AFP : « Emil Cioran, philosophe du désespoir, aurait eu cent ans ce vendredi »
vendredi 08 avril 2011
De Myriam CHAPLAIN-RIOU (AFP)
PARIS — Aristocrate du doute et dandy métaphysique, l’écrivain roumain d’expression française Emil Cioran, mort à Paris en 1995, aurait eu cent ans le 8 avril et ce styliste du désespoir, qui avouait préférer « la tombe au bâillement », aura forgé une philosophie teintée d’humour noir.
Né à Rasinari, en Transylvanie, ce fils de pope orthodoxe vit jusqu’à 26 ans en Roumanie, où il publie ses premiers livres, « Sur les cimes du désespoir » à l’âge de 22 ans, puis « Des larmes et des saints », qui fait scandale dans son pays.
A l’époque, le jeune Cioran se laisse enivrer par le nationalisme, l’hitlérisme d’abord, puis la Garde de fer, mouvement fasciste créé en Roumanie. Une « faute », selon ses propres mots, qui fondera cependant l’œuvre à venir. « J’avais haï mon pays, tous les hommes et l’univers. Il me restait de m’en prendre à moi: ce que je fis par le détour du désespoir ».
Alors que le chaos s’installe dans son pays, il quitte la Roumanie en 1937 grâce à une bourse d’étude puis s’installe définitivement en France.
A la suite de l’interdiction de ses œuvres par le régime communiste, il abandonne le roumain en 1947 et écrit désormais en français, dans une langue ciselée où son goût pour l’aphorisme s’allie à un certain lyrisme. « Le style, si je m’y suis tant intéressé, c’est que j’y ai vu un défi au néant », écrit-il dans ses « Cahiers ».
Bien que demeurant en France jusqu’à sa mort, il ne demandera jamais la nationalité française.
Proche d?Eugène Ionesco, Samuel Beckett, Henri Michaux ou Fernando Savater, sa philosophie a été inspirée par Nietzsche, Schopenhauer ou encore Kierkegaard.
Les titres des livres de cet insomniaque chronique annoncent la couleur de son oeuvre. Et c’est une noirceur teintée de lucidité : « Précis de décomposition », publié en 1949, « Syllogismes de l’amertume », « De l’inconvénient d’être né » ou « La tentation d’exister »… Son dernier ouvrage, « Aveux et anathèmes », est publié en 1987.
Dans un essai en forme d’hommage, qui vient de paraître, « Cioran, éjaculations mystiques » (Le Seuil), Stéphane Barsacq ne cache rien de l’épisode antisémite du jeune Cioran, ni du regard cynique de ce grand séducteur qui écrivait: « La dignité de l’amour tient dans l’affection désabusée qui survit à un instant de bave » ou « L’orgasme est un paroxysme. Le désespoir aussi. L’un dure un instant. L’autre, une vie ».

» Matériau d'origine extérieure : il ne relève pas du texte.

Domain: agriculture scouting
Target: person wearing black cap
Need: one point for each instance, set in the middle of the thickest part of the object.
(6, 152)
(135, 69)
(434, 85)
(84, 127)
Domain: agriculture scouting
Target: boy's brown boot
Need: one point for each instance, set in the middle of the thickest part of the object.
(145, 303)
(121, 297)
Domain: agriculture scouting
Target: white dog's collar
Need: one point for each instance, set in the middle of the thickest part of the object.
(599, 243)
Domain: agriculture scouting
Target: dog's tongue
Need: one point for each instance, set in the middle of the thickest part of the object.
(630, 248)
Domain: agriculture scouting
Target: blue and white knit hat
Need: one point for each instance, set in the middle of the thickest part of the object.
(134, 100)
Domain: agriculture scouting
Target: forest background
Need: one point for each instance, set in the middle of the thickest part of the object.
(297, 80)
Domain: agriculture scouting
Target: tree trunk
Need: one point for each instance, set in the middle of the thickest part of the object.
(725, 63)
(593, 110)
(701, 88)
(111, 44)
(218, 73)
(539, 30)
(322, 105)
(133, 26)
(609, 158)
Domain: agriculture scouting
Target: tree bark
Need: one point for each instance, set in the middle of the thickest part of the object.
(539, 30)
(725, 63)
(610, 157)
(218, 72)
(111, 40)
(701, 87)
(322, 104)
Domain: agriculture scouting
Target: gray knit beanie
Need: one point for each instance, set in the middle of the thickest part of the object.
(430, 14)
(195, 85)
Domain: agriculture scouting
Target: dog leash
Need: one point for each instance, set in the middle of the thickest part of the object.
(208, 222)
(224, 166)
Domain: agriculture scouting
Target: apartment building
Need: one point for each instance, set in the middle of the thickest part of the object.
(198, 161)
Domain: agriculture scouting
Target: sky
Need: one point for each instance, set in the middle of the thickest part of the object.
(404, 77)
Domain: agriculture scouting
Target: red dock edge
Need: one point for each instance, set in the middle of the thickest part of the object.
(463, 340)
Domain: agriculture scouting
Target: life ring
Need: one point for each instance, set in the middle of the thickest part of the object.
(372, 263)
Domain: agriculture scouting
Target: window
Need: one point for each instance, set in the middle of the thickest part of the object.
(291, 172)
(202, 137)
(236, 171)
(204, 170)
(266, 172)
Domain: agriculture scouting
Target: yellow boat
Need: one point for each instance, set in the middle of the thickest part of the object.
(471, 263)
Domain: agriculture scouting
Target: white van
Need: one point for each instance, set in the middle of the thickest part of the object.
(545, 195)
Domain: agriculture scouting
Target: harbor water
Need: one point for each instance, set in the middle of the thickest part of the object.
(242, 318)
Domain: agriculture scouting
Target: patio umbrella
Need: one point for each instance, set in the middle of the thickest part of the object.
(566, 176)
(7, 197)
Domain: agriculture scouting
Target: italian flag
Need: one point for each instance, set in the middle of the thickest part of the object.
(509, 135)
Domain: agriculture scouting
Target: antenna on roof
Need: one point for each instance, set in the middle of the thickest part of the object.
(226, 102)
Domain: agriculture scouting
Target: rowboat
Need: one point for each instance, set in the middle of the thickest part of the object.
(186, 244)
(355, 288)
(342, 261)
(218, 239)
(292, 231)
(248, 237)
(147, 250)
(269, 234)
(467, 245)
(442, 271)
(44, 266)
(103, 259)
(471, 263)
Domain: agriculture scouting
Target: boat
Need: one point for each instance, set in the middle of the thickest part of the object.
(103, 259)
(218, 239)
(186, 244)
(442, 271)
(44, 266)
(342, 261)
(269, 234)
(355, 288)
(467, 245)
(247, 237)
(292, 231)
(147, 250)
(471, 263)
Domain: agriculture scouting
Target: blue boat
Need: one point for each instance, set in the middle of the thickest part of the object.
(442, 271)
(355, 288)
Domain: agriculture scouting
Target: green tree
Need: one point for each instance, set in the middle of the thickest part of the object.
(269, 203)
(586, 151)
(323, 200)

Dans ses écrits, Emil Cioran relate aussi ses nuits d’insomnies, ses longues promenades nocturnes.
Il habite durant plusieurs décennies une mansarde du quartier de l’Odéon, sa tour d’ivoire, d’où il décline les honneurs littéraires, comme en 1988 le Grand prix Paul Morand, décerné par l’Académie française.
Resté pauvre, il continuera à fréquenter le restaurant universitaire jusque vers 40 ans avant de s’en voir interdire l’accès. Un épisode qu’il vivra douloureusement.
Après une dizaine d?ouvrages diversement salués par la critique, la publication posthume, en 2009, de son livre « De la France » recueille un succès international. « J?ai connu toutes les déchéances, même le succès », aimait-il à dire.
Sans jamais être retourné dans son pays natal, il meurt, en 1995, à Paris.
Epilogue de dix ans de procédure, la cour d?appel de Paris vient de trancher en faveur d’une brocanteuse, qui se battait pour la propriété matérielle des manuscrits de Cioran retrouvés dans son appartement. Certains d’entre eux seront vendus aux enchères jeudi à Drouot Richelieu, ainsi que des documents personnels.